25 September 2007 Baby Bonanza For Men With Deep Voices
Men who have lower-pitched voices have more children than do men with high-pitched voices, researchers from McMaster University have found. Furthermore, their study, published in Biology Letters, suggests that for reproductive-minded women, mate selection favors men with low-pitched voices. The researchers say that the study offers interesting insights into the evolution of the human voice as well as how we choose our mates.
McMaster's David Feinberg, in previous studies, found that women find deeper male voices to be more attractive, judging them to be more dominant, older, healthier and more masculine sounding. Men, on the other hand, find higher-pitch voices in women more attractive, subordinate, feminine, healthier and younger sounding.
"While we find in this new study that voice pitch is not related to offspring mortality rates," explains Feinberg, "we find that men with low voice pitch have higher reproductive success and more children born to them."

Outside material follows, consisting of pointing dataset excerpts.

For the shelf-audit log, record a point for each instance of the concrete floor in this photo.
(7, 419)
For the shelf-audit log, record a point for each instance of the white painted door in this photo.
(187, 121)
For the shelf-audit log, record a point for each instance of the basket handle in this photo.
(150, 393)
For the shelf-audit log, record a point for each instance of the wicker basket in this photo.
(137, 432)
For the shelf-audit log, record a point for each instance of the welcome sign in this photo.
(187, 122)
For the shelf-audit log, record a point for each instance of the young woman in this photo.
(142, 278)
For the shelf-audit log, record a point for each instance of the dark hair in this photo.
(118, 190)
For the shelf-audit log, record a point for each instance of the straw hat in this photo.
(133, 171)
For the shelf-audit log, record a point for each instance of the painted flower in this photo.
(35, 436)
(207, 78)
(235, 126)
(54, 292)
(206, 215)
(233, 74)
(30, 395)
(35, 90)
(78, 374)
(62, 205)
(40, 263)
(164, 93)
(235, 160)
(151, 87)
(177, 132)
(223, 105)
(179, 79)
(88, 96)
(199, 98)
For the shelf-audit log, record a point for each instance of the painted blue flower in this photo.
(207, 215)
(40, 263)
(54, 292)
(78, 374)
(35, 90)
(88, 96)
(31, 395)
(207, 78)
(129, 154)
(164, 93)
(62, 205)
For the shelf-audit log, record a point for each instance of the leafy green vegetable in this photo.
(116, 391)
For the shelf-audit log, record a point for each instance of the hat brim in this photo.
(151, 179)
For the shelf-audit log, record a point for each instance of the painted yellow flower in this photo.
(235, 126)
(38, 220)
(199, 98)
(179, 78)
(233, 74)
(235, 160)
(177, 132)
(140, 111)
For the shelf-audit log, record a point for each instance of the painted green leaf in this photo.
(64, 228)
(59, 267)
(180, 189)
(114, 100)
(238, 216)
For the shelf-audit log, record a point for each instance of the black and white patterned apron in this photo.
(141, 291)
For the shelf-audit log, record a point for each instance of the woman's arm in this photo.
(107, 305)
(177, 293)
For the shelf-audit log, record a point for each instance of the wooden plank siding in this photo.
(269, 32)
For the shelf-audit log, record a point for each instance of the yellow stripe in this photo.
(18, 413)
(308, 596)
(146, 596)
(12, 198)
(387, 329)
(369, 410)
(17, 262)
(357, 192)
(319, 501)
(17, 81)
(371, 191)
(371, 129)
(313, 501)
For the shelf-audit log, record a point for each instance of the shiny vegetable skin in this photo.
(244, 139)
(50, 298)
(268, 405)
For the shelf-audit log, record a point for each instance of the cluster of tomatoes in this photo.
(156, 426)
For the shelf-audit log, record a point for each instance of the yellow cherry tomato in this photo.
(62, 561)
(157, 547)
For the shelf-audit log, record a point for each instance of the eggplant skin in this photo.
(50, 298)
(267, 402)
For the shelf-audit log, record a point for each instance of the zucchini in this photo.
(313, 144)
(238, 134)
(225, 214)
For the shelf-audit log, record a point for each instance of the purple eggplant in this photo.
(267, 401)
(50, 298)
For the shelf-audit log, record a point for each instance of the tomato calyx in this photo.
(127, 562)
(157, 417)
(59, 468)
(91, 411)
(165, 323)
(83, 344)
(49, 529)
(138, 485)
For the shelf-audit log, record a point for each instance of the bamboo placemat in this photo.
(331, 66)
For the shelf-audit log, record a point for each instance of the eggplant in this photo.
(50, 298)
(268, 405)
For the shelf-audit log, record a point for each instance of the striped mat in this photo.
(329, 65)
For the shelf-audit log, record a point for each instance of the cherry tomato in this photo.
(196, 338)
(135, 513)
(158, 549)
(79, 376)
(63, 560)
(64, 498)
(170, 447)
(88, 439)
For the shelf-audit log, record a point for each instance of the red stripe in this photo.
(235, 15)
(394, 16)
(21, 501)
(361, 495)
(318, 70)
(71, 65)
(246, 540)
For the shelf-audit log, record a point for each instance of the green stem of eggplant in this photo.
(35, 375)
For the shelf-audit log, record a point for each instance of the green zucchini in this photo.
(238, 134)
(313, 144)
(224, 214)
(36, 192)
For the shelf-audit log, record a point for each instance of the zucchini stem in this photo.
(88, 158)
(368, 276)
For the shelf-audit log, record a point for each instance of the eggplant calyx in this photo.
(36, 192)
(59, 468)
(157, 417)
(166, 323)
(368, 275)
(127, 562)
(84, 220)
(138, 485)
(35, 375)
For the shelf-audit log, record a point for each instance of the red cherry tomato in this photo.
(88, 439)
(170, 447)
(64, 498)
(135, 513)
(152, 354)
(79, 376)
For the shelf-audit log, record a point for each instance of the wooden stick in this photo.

Feinberg chose the subjects for the new study from the Hadza of Tanzania, one of the last true hunter-gatherer cultures. Because the Hadza have no modern birth control, the researchers were able to determine that men who have lower pitched voices have more children than men with higher pitched voices. "If our ancestors went through a similar process", says Feinberg, "this could be one reason why men's and women's voices sound different."